[SciPy-user] stupid array tricks

Young, Karl karl.young@ucsf....
Mon Feb 9 11:03:45 CST 2009

Thanks Stefan ! The index meister comes through again. I was sort of thinking along those lines but couldn't quite take the final step of understanding how to get the row coordinates for arbitrary filter locations. BTW, I should send you the latest version of my modification of glcom; the "profiling" that showed this part of my code to be the current bottleneck was the result of the generalized glcom (arbitrary number of co-registered images and arbitrary templates) being so fast at generating the co-occurrence matrices (for others on the list, Stefan wrote a very nice ctypes module, glcom, that generates co-occurrence matrices from an image for doing texture analysis). 

Karl Young
Center for Imaging of Neurodegenerative Disease, UCSF
VA Medical Center, MRS Unit (114M)
Phone:  (415) 221-4810 x3114
FAX:    (415) 668-2864
Email:  karl young at ucsf edu

-----Original Message-----
From: scipy-user-bounces@scipy.org on behalf of Stéfan van der Walt
Sent: Sat 2/7/2009 9:36 AM
To: SciPy Users List
Subject: Re: [SciPy-user] stupid array tricks
2009/2/7 Karl Young <karl.young@ucsf.edu>:
> I have three objects, 1) an array containing an "image" (could be any
> dimension), 2) a mask for the image (of the same dimensions as the
> image), and 3) a "template" which is just a list of offset coordinates
> from any point in the image.

You can create a strided view of the image, so that the values around
each position where the filter can be applied becomes a row.
Thereafter, using the indexing tricks shown at


index the view to produce the templated values at each position.

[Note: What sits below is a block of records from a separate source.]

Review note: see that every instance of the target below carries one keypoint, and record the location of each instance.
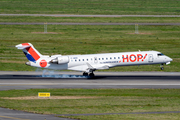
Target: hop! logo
(133, 58)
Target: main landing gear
(91, 75)
(162, 68)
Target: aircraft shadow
(98, 77)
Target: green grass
(90, 7)
(90, 19)
(105, 101)
(88, 39)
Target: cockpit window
(160, 54)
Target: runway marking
(13, 118)
(74, 84)
(161, 112)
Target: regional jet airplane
(91, 62)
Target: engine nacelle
(61, 60)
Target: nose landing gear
(162, 68)
(91, 75)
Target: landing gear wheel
(85, 74)
(91, 75)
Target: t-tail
(30, 52)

Say your template has length n, then you'd have:

template of shape (1, n)
rows = np.arange(m)[:, None] with shape (m, 1)

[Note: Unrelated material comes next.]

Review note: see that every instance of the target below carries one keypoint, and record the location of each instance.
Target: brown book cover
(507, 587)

When using template and rows in a fancy indexing operating, you should
get an output of shape (m, n).

Here is a simplified example:

# Strided view of your image
In [25]: data
array([[ 0,  1,  2],
       [ 3,  4,  5],
       [ 6,  7,  8],
       [ 9, 10, 11]])

In [26]: rows

In [27]: rows.shape
Out[27]: (4, 1)

In [28]: template
Out[28]: array([[0, 2]])

In [29]: template.shape
Out[29]: (1, 2)

In [30]: data[rows, template]
array([[ 0,  2],
       [ 3,  5],
       [ 6,  8],
       [ 9, 11]])

Hope that helps!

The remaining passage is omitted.